/ Modified jul 30, 2018 4:30 p.m.

Residents Warn of Threat to Santa Cruz River if Sewer Pipe Ruptures Again

Last year, rains caused a breach in a pipeline that carries raw sewage from Mexico to the U.S.

Santa Cruz River Protecting the Border Environment hero The Santa Cruz River.
Border 2020 Commission

Residents in Santa Cruz county are warning that the same pipeline carrying raw sewage from Mexico into the United States could rupture again, as it did last year during the monsoon.

The breach caused millions of gallons of raw sewage to spew into the Nogales Wash for seven days. The wash is a main tributary of the Santa Cruz River.

Ben Lomeli, a hydrologist with more than 40 years of experience and a longtime resident of Santa Cruz County, says the Santa Cruz River is still in jeopardy because last year, the pipeline was only patched up and could break again, this year under heavy rains. He says he has traversed by foot most of the pipeline and can spot places where there are some leaks.

“It doesn’t rupture in places where it runs under the streets. It doesn’t rupture in places where it is away from the wash," says Lomeli. "It ruptures where it is co-located either underneath the wash or right next to the Nogales Wash," he says.

Now retired and a part-time consultant, Lomeli says he and others who study and care about Arizona waterways are sounding the alarm on the 50-year-old sewer pipeline as the single biggest threat to the Santa Cruz River.
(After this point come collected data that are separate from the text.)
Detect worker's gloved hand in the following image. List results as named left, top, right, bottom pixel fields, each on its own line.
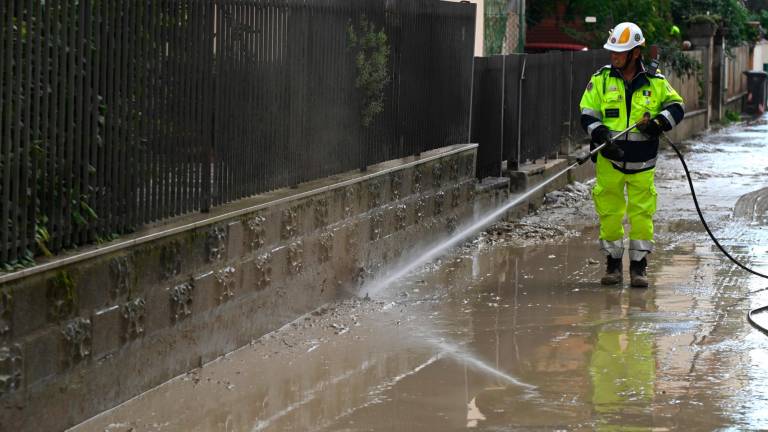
left=600, top=141, right=624, bottom=161
left=589, top=125, right=612, bottom=163
left=590, top=125, right=611, bottom=145
left=638, top=115, right=665, bottom=138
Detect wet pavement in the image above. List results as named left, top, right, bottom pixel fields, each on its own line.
left=72, top=118, right=768, bottom=431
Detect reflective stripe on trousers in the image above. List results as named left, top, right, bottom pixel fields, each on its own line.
left=592, top=153, right=657, bottom=258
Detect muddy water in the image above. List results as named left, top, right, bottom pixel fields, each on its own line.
left=72, top=119, right=768, bottom=431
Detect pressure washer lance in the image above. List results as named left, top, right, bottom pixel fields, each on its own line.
left=575, top=121, right=639, bottom=166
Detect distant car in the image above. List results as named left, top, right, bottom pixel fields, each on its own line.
left=524, top=42, right=589, bottom=53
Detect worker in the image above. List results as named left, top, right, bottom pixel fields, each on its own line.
left=579, top=22, right=685, bottom=287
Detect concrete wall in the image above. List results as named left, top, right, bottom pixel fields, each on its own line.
left=0, top=145, right=480, bottom=431
left=666, top=50, right=705, bottom=114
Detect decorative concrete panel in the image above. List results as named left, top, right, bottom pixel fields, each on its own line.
left=91, top=305, right=121, bottom=359
left=343, top=184, right=359, bottom=218
left=319, top=232, right=334, bottom=264
left=391, top=172, right=403, bottom=201
left=314, top=198, right=329, bottom=230
left=452, top=187, right=462, bottom=208
left=192, top=272, right=217, bottom=315
left=160, top=242, right=182, bottom=281
left=47, top=271, right=77, bottom=323
left=415, top=198, right=426, bottom=220
left=288, top=242, right=304, bottom=276
left=0, top=288, right=11, bottom=338
left=21, top=328, right=58, bottom=386
left=0, top=344, right=22, bottom=396
left=170, top=282, right=194, bottom=322
left=215, top=267, right=237, bottom=303
left=432, top=162, right=443, bottom=188
left=367, top=180, right=382, bottom=210
left=449, top=157, right=460, bottom=182
left=434, top=191, right=446, bottom=216
left=62, top=317, right=92, bottom=363
left=227, top=221, right=244, bottom=261
left=370, top=212, right=384, bottom=241
left=109, top=256, right=131, bottom=301
left=281, top=207, right=299, bottom=240
left=206, top=225, right=227, bottom=263
left=463, top=153, right=475, bottom=178
left=447, top=215, right=458, bottom=234
left=413, top=166, right=423, bottom=193
left=246, top=215, right=267, bottom=253
left=395, top=204, right=408, bottom=231
left=253, top=253, right=272, bottom=291
left=122, top=297, right=146, bottom=340
left=345, top=222, right=359, bottom=256
left=465, top=181, right=476, bottom=202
Another expert warning of trouble for the river if it is contaminated by raw sewage is Jonathan Horst, the director of conservation and research for the Tucson Audubon Society.

Horst says the Santa Cruz is vital to preserving riparian areas rich with local birds and wildlife.

Jonathan Horst Jonathan Horst with his daughter looking for rare birds near the Santa Cruz River.
Tucson Audubon Society

“Over 90 percent of the riparian areas of have been lost in Arizona and New Mexico," says Horst.

He adds, "Birders come from all over the world to Southern Arizona, to see all these birds that are more common in Southern Arizona than in anywhere else in the U.S."

Both Horst, the environmentalist, and Lomeli, the hydrologist, say that the Santa Cruz River and the riparian areas it creates, is a wonderful longtime, sustainable economic driver for the region.

No one disagrees that the pipeline needs to be replaced and that Arizona needs that treated water for the Santa Cruz River. The cost? $80 million. Santa Cruz County and Nogales officials say they don’t have that kind of money and that Arizona should shoulder much of the cost.

And Arizona? The state’s Department of Environmental Quality is now suing the federal government, saying a treaty between the U.S. and Mexico 50 years ago created the pipeline, so it is a federal problem to solve and pay for.